Some of the recent pro-choice threads have got me thinking. I was reading an older thread where it was agreed pretty much that pregnant women should be left alone -- it's utterly their choice whether to continue the pregnancy, terminate, smoke, drink alcohol, even do crack cocaine, it's all up to her and society has no business intervening.
Compare this with psychiatry where a person often has absolutely no choice about what substances she wants to put into (or remove from) her body. What is it about pregnancy that supercedes society's perceived interests? Why is it okay for a pregnant woman to drink alcohol just because she's lucky enough not to have a psychiatric label (although one could argue that such irresponsibility should be worthy of such a label) even though society clearly benefits by her having a healthy pregnancy, i.e. reducing the risk of Fetal Alcohol Syndrome?
By way of comparison, I was forced to take antipsychotic injections (under threat of incarceration) when there is no such clear societal benefit. Despite what Big Pharma and the mental death industry would have you believe, the long range outcomes for serious mental illness are vastly better without conventional treatment.
I would think that what's true for pregnant women should be true for society as a whole. It's my body so get your hands (and hypodermic needles) off it.
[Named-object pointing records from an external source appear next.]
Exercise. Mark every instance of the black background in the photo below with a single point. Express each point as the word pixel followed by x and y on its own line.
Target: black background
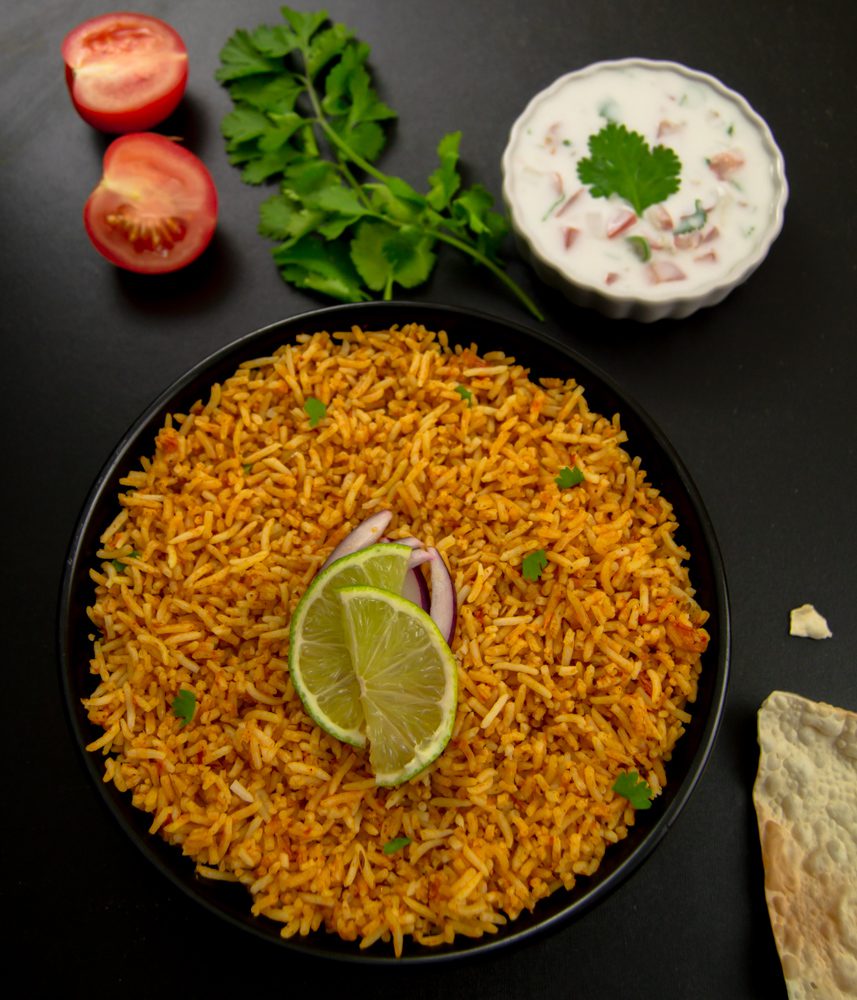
pixel 757 395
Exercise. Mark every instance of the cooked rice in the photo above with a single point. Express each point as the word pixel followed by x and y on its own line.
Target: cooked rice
pixel 564 683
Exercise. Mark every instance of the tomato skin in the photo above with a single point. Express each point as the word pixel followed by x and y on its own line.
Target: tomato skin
pixel 125 72
pixel 155 208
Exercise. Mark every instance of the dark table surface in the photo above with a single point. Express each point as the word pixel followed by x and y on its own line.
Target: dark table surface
pixel 757 395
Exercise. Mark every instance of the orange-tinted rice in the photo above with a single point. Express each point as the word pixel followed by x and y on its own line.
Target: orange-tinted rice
pixel 565 682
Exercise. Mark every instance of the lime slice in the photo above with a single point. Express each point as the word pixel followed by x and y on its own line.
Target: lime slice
pixel 408 680
pixel 319 659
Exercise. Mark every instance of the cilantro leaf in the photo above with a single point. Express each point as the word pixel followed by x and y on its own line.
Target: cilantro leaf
pixel 639 247
pixel 569 477
pixel 323 267
pixel 465 393
pixel 184 705
pixel 315 409
pixel 445 180
pixel 533 564
pixel 396 844
pixel 242 57
pixel 621 162
pixel 635 789
pixel 383 254
pixel 307 116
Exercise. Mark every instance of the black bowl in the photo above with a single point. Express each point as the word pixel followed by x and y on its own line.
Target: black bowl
pixel 544 356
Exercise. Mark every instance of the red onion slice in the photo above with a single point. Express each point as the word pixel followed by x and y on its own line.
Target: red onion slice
pixel 415 589
pixel 419 556
pixel 443 608
pixel 366 533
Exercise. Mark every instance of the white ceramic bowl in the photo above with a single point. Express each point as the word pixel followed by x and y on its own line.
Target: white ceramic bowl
pixel 550 138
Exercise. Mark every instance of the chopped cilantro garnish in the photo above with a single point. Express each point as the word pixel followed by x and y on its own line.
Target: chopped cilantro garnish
pixel 465 394
pixel 396 844
pixel 533 564
pixel 307 116
pixel 184 705
pixel 621 162
pixel 635 789
pixel 569 477
pixel 640 247
pixel 316 410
Disturbingly, even though eugenics was pretty much cancelled in BC in the 1970s, there are still cases occasionally (in the States and the UK and I am guessing here in Canada too) where the government has sought to force abortions and sterilizations of the "mentally unfit." So you can go ahead and smoke crack if you're deemed worthy but look out if you've been psychiatrically labelled. At one point, I was offered a hysterectomy because "people like [me] shouldn't have children." Can you imagine if a normal woman was told that by her doctor? The doctor would be hauled before the Canadian Medical Assocation.